In a normal year, an acre of corn produces 110 bushels or more. Last year, he figures the average was about 25.
"There's some that's going to be 50 or 60 bushels, some 70s, but there's a lot of zeroes in there," Kerr said, pointing to the stack.
Approximately 75,000 acres of corn are planted each year in Franklin County, according to the Pennsylvania Agricultural Statistics Service. Most is consumed by the dairy herds and other livestock of the farmers, according to Wingert.
Those who graze their animals enjoyed abundant grass in their pastures this year.
"When you're mowing your yard, I'm feeding my cows," said Titus Martin of Fayetteville, Pa.
Kerr said soybeans usually produce about 40 bushels per acre, but averaged about 28 last year. "I bet you don't get any better than that this year," he said, because it was too cool and cloudy.
Schwartz said a frost at the beginning of the month appears not to have hurts beans much, having not penetrated below the leaf canopy.
"The beans I've seen, for the most part, everything is looking good," said William Bennett, with the Farm Service Agency in Berkeley County, W.Va.
"The low temperatures weren't as critical as the lack of sunlight in the spring," Steve Bogash, a commercial horticulture agent in Franklin County, said of the vegetable crop. Tomatoes and other vegetables were planted late and did not produce the desired quality or quantity.

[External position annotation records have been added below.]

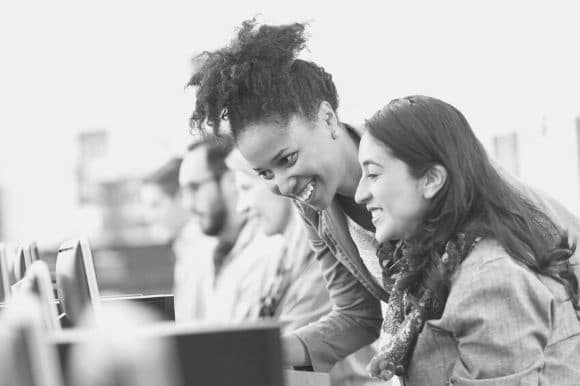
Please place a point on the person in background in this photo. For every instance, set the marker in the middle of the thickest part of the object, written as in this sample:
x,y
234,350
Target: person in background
x,y
164,210
171,223
297,294
282,112
482,287
235,260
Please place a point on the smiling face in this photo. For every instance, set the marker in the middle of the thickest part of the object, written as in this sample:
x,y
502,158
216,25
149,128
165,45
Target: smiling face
x,y
298,160
394,197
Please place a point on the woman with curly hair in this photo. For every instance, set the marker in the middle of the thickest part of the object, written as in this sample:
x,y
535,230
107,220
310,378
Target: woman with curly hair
x,y
281,111
482,289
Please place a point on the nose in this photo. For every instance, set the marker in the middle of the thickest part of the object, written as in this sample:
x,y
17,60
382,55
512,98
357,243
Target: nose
x,y
362,194
286,184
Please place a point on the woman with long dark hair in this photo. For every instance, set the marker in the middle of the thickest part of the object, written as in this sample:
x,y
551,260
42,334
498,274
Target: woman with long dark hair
x,y
482,284
281,111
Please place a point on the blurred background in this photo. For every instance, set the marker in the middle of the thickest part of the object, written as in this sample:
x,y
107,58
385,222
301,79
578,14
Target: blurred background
x,y
92,99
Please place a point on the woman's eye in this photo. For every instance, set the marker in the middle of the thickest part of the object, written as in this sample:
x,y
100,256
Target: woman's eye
x,y
290,159
266,174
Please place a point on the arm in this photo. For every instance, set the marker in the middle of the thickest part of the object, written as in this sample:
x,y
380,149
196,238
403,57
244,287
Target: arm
x,y
500,315
354,321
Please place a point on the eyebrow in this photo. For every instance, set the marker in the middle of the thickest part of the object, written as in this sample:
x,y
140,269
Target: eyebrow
x,y
278,155
369,162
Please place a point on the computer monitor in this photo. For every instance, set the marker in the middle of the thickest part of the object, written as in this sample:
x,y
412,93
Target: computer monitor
x,y
20,263
26,358
76,281
248,355
32,252
37,281
4,275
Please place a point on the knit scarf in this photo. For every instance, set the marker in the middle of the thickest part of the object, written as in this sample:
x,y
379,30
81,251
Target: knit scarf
x,y
407,309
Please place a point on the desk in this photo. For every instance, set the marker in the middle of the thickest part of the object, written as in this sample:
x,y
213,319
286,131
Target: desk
x,y
162,304
249,355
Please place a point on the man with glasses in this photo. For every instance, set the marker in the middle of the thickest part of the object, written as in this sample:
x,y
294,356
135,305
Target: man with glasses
x,y
230,269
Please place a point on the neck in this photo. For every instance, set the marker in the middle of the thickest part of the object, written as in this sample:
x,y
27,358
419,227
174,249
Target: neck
x,y
351,171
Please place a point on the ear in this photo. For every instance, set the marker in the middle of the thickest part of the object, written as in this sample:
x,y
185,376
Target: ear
x,y
433,181
327,115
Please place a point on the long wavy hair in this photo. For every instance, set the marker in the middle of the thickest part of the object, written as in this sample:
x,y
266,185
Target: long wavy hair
x,y
256,78
423,132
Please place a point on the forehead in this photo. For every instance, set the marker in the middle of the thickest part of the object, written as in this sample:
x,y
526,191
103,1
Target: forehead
x,y
194,166
261,142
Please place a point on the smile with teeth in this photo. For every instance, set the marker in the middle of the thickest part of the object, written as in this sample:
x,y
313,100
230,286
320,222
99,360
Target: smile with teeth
x,y
306,193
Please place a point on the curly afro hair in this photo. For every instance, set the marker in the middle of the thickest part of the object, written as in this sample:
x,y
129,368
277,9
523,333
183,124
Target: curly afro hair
x,y
258,77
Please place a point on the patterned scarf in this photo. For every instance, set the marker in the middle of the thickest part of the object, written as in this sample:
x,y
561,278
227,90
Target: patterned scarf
x,y
408,309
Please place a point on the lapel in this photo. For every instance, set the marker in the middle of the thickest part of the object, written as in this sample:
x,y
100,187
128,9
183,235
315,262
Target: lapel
x,y
333,218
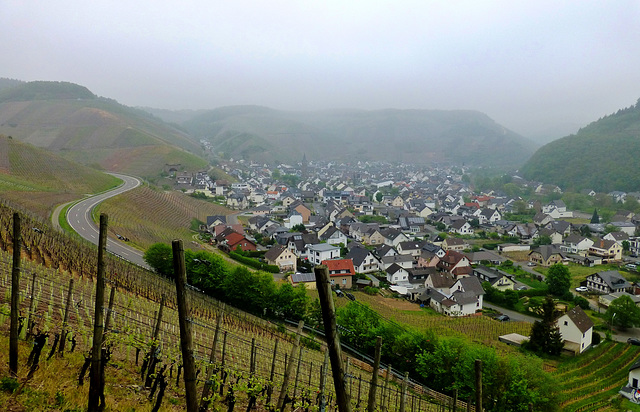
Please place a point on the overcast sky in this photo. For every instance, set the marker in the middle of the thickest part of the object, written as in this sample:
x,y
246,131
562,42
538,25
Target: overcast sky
x,y
530,65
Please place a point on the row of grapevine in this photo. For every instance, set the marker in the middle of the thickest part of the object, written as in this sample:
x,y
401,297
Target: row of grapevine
x,y
246,360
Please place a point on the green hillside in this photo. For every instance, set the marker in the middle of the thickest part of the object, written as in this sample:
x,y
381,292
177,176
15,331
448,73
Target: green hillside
x,y
71,121
418,136
603,156
37,179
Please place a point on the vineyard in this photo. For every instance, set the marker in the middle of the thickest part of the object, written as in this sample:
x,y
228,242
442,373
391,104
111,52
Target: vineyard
x,y
147,216
58,180
588,382
480,329
250,359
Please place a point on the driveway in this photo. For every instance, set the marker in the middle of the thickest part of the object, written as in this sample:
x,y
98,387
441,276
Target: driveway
x,y
513,315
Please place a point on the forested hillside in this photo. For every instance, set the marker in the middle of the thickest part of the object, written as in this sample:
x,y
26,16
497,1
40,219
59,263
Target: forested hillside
x,y
70,120
410,136
603,156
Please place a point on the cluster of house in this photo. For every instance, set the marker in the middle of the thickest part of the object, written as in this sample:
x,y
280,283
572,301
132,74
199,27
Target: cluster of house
x,y
576,329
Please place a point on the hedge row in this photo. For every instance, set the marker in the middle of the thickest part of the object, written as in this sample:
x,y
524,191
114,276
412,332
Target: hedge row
x,y
254,263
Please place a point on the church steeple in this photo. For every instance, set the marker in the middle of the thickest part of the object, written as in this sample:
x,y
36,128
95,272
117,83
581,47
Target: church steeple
x,y
304,165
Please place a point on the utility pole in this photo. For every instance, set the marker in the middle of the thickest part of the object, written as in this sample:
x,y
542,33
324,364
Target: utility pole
x,y
15,298
333,341
186,343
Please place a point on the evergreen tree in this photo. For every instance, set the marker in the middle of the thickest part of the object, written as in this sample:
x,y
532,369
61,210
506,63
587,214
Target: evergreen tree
x,y
545,334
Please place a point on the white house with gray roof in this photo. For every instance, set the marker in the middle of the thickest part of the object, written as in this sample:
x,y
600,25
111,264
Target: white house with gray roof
x,y
606,282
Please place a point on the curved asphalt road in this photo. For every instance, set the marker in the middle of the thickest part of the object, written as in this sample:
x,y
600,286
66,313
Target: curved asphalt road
x,y
79,218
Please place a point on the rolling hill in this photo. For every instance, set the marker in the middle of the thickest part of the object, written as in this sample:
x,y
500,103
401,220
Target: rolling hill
x,y
37,179
417,136
70,120
603,156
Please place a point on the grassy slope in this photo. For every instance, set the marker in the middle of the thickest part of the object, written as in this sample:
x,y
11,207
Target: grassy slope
x,y
37,180
94,131
148,216
392,135
603,156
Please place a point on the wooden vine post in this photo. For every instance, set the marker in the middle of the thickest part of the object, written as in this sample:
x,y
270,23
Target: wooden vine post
x,y
63,334
333,341
15,298
478,379
186,342
289,369
373,387
107,321
96,384
204,401
31,305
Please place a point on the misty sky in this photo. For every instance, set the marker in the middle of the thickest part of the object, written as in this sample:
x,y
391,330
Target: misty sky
x,y
535,66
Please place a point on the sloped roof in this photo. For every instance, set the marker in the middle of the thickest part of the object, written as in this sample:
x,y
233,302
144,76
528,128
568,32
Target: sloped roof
x,y
357,255
275,251
580,319
340,265
613,279
441,280
471,284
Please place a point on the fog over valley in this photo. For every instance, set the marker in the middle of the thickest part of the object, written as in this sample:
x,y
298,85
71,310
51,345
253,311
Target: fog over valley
x,y
542,70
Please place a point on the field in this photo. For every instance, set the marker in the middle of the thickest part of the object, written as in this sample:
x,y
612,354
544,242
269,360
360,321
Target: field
x,y
148,216
249,351
590,381
479,329
48,179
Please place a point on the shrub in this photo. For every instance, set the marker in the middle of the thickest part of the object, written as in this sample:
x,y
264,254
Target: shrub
x,y
370,290
9,384
582,302
254,263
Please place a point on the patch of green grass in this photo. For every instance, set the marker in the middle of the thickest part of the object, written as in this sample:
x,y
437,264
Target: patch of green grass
x,y
62,219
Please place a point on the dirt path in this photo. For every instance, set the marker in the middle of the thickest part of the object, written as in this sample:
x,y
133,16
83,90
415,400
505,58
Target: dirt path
x,y
55,215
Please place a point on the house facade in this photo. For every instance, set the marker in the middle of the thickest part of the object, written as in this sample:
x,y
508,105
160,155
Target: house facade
x,y
341,272
576,329
282,257
546,255
609,281
322,251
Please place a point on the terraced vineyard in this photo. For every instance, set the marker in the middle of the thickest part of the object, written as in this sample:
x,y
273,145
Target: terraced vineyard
x,y
251,353
148,216
480,329
588,382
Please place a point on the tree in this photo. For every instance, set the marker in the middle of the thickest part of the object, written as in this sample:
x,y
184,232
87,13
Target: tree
x,y
160,257
545,334
626,245
623,312
542,240
558,279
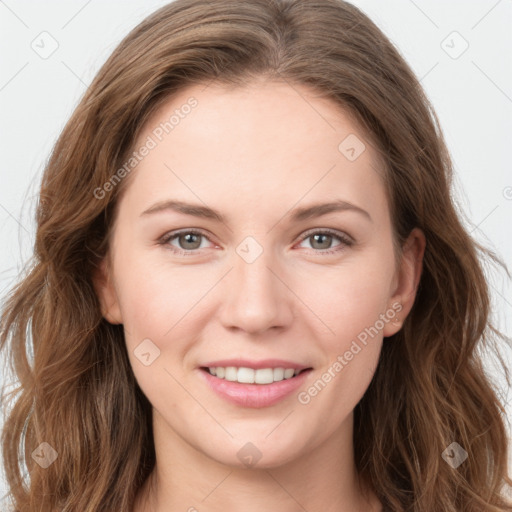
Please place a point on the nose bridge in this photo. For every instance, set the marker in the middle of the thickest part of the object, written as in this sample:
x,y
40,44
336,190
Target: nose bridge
x,y
255,299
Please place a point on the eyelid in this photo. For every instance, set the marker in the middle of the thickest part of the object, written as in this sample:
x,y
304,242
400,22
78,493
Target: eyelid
x,y
345,240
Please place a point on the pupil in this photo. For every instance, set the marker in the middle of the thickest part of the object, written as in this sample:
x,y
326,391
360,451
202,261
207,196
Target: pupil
x,y
320,239
191,238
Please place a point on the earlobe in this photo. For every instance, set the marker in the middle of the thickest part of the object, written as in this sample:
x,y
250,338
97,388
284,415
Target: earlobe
x,y
106,293
409,276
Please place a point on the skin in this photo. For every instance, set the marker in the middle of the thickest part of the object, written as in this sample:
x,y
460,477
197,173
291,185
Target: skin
x,y
255,154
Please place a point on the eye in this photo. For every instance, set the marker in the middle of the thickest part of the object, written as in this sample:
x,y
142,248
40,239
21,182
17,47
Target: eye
x,y
322,240
186,241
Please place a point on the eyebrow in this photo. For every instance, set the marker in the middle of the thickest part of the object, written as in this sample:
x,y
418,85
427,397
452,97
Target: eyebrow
x,y
297,215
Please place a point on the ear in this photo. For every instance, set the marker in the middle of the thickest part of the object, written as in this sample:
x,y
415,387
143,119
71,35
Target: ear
x,y
406,281
106,292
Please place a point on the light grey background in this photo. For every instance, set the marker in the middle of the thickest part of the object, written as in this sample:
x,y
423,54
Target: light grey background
x,y
471,93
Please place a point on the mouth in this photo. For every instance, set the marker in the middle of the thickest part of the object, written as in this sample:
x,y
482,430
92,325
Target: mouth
x,y
260,391
261,376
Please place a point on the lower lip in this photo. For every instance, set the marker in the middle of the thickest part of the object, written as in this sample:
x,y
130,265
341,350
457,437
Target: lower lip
x,y
254,395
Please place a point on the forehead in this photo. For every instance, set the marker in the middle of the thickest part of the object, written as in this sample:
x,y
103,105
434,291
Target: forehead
x,y
270,143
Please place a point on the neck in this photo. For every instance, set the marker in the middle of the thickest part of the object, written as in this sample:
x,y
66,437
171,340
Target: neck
x,y
186,479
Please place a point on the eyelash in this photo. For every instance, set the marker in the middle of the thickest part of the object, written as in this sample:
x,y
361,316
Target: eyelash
x,y
344,240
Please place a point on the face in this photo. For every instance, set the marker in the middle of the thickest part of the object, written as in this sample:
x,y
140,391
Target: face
x,y
246,266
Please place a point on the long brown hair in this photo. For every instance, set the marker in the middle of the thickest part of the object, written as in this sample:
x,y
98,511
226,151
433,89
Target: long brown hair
x,y
77,392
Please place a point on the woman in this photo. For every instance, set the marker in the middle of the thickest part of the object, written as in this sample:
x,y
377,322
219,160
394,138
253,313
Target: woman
x,y
251,287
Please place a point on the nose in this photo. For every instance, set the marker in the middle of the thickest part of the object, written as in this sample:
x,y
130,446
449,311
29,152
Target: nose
x,y
255,296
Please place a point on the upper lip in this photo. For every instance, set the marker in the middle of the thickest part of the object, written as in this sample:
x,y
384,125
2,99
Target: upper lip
x,y
255,365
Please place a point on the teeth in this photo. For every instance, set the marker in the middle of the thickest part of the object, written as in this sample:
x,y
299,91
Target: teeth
x,y
250,376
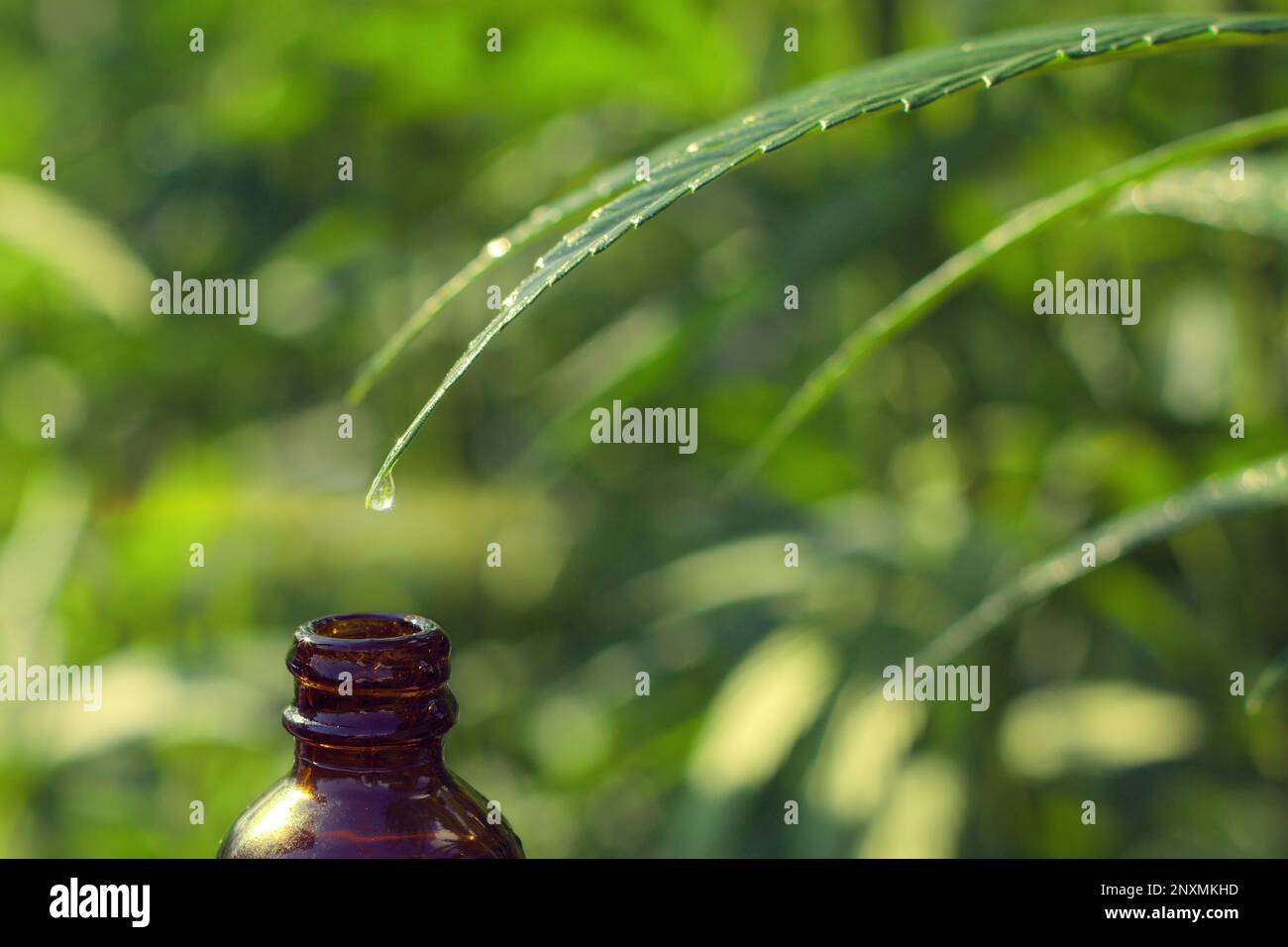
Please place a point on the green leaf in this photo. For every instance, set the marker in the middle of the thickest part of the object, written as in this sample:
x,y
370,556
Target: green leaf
x,y
686,163
1257,486
954,273
1256,205
77,247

There were fewer of the top quality of tomatoes that are shipped to stores, according to George Cleary, manager of the Cumberland Valley Produce Auction in Shippensburg, Pa.
"Watermelons and cantaloupes came in way too late this season and that affected the price," Cleary said. The melons matured in September, rather than early August, and the demand and prices fall sharply after Labor Day, he said.
The rain did benefit the apple crop, according to Cleary. Despite some of the crop being cracked, bruised or knocked off trees by Tropical Storm Isabel, he said the apples he has seen are large, colorful and full of flavor.
Bennett said there was limited storm damage to Eastern Panhandle orchards, "but the volume is there" for a good crop.